La Chine devrait représenter la plus grande part des investissements dans les énergies propres en 2024, avec un montant estimé à 675 milliards de dollars. Cela s'explique par une forte demande intérieure dans trois secteurs en particulier : l'énergie solaire, les batteries au lithium et les véhicules électriques. L'Europe et les États-Unis suivent, avec des investissements dans les énergies propres s'élevant respectivement à 370 et 315 milliards de dollars. Ces trois grandes économies représentent à elles seules plus des deux tiers des investissements mondiaux dans les énergies propres, ce qui souligne les disparités dans les flux de capitaux internationaux dans le secteur de l'énergie.
Le pétrole et le gaz en hausse de 7%
Les investissements mondiaux en amont dans le pétrole et le gaz devraient augmenter de 7 % en 2024 pour atteindre 570 milliards de dollars US, après une hausse similaire en 2023. La croissance des dépenses en 2023 et 2024 est principalement le fait des compagnies pétrolières nationales du Moyen-Orient et d'Asie. Le rapport constate que les investissements dans le pétrole et le gaz en 2024 sont largement alignés sur les niveaux de demande impliqués en 2030 par les politiques actuelles, mais bien plus élevés que ceux prévus dans les scénarios qui atteignent les objectifs nationaux ou mondiaux en matière de climat. Selon le rapport, les investissements dans les énergies propres réalisés par les compagnies pétrolières et gazières ont atteint 30 milliards de dollars en 2023, ce qui ne représente que 4 % de l'ensemble des dépenses d'investissement de l'industrie. Dans le même temps, les investissements dans le charbon continuent d'augmenter, avec plus de 50 gigawatts d'énergie au charbon sans interruption approuvés en 2023, le chiffre le plus élevé depuis 2015.
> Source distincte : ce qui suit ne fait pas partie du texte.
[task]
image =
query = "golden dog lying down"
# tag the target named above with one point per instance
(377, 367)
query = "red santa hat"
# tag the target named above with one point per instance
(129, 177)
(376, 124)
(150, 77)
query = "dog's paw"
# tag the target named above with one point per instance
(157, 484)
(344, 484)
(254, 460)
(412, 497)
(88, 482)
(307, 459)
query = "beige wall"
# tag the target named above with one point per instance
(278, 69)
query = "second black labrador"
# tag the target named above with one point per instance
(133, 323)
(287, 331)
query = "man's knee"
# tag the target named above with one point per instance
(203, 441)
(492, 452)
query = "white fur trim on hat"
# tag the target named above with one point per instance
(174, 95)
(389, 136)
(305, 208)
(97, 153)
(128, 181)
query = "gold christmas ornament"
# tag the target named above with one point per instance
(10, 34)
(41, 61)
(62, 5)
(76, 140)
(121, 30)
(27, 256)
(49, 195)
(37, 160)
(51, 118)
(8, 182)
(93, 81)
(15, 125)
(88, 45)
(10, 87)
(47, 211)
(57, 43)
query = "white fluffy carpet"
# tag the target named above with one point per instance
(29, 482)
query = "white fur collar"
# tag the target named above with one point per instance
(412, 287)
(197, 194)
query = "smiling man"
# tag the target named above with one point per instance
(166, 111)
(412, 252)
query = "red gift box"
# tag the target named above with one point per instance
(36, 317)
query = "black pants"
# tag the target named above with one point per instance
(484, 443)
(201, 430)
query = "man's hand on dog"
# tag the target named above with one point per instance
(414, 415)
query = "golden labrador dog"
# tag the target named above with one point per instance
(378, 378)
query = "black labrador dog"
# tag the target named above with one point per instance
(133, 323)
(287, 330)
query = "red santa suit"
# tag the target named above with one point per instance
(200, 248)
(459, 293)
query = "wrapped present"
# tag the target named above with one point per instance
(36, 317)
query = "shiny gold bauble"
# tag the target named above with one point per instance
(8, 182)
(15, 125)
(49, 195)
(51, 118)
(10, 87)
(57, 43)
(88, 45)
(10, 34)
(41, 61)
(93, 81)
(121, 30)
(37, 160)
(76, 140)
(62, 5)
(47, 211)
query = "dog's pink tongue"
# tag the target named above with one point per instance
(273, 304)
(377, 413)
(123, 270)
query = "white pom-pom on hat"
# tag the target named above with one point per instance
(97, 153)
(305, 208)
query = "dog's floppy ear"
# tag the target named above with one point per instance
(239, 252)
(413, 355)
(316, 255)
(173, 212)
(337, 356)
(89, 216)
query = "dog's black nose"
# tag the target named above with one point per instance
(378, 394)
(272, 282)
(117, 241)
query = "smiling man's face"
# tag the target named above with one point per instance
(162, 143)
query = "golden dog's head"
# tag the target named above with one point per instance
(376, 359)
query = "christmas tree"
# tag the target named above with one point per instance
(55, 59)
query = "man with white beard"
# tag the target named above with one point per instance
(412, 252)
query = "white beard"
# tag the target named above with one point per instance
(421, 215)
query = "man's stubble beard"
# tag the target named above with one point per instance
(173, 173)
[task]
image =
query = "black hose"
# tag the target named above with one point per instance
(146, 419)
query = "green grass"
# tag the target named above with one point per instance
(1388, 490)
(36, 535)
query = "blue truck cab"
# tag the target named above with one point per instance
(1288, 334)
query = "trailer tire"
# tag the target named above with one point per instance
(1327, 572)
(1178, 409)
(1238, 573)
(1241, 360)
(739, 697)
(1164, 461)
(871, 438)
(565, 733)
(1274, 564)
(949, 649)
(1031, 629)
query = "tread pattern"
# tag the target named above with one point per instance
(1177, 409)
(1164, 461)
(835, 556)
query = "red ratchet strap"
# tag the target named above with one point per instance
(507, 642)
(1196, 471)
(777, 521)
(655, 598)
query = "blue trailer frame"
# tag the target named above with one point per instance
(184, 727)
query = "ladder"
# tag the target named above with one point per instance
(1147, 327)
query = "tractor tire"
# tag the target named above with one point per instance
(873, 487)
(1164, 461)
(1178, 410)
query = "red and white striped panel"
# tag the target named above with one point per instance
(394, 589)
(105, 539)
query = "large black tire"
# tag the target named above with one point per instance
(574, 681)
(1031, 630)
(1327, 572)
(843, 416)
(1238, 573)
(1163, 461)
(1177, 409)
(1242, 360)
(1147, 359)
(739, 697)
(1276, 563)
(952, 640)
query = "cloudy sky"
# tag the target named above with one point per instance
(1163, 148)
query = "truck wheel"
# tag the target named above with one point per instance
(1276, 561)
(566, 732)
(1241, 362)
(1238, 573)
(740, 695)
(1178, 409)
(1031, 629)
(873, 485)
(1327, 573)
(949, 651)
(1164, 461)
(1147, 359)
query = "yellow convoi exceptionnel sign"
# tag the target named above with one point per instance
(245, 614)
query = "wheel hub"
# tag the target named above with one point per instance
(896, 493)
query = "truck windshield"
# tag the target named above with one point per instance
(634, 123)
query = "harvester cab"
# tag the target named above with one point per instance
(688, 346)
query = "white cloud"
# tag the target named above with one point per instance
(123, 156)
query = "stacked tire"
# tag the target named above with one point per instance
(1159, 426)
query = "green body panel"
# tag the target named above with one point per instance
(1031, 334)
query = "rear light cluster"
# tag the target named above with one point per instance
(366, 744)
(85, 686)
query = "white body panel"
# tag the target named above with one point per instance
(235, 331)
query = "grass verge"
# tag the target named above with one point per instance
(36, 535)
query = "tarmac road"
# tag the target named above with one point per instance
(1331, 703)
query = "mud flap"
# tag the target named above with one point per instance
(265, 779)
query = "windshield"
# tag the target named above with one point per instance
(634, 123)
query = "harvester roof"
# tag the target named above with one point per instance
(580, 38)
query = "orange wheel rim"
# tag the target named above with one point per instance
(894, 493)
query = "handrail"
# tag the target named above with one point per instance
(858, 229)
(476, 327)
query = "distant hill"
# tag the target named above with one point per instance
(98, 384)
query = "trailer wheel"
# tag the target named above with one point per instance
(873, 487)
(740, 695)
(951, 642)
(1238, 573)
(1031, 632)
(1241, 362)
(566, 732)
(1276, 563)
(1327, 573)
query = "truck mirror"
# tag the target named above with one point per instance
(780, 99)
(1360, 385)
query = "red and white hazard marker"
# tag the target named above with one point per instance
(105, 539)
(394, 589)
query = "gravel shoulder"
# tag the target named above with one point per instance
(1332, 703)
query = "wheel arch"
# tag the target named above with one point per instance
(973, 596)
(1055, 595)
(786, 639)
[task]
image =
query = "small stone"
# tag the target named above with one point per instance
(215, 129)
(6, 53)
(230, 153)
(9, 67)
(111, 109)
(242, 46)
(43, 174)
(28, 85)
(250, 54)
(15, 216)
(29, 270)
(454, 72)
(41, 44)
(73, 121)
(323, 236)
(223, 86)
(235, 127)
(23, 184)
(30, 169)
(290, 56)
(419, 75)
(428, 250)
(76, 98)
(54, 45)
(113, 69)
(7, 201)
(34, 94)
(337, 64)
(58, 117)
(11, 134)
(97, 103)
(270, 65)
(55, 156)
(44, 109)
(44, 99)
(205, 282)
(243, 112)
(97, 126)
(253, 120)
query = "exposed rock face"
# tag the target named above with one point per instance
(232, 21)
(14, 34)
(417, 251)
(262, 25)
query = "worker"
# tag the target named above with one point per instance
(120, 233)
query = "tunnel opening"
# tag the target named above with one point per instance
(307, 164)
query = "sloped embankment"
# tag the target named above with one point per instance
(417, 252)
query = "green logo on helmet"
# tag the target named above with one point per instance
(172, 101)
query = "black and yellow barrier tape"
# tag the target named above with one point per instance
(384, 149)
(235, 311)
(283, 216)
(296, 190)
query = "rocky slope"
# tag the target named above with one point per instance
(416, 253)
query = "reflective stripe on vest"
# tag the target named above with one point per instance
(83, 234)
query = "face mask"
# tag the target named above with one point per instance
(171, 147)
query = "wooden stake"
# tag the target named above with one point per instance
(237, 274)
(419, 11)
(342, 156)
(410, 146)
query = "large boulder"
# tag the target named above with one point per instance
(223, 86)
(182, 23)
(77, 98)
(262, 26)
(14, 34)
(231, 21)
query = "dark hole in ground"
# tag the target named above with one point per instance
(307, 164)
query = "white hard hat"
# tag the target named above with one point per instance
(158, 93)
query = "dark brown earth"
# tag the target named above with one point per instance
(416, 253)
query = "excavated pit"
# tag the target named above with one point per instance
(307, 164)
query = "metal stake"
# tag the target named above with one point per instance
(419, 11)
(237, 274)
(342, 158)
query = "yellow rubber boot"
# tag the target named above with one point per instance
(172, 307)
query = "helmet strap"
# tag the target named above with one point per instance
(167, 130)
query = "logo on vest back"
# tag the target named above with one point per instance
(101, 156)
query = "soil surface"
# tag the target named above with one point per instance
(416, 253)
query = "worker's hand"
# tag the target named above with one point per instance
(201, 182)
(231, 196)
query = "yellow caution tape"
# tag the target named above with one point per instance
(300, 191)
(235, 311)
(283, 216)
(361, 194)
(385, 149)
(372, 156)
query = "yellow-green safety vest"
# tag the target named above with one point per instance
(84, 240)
Outre les défis économiques, les réseaux et le stockage de l'électricité ont constitué une contrainte importante pour les transitions vers les énergies propres. Mais les dépenses consacrées aux réseaux augmentent et devraient atteindre 400 milliards de dollars en 2024, après être restées stables à environ 300 milliards de dollars par an entre 2015 et 2021. Cette augmentation est largement due à de nouvelles initiatives politiques et à de nouveaux financements en Europe, aux États-Unis, en Chine et dans certains pays d'Amérique latine. Parallèlement, les investissements dans le stockage par batterie décollent et devraient atteindre 54 milliards de dollars en 2024, à mesure que les coûts continuent de baisser. Là encore, ces dépenses sont très concentrées. Pour chaque dollar investi dans le stockage par batterie dans les économies avancées et en Chine, seul un cent a été investi dans d'autres économies émergentes et en développement.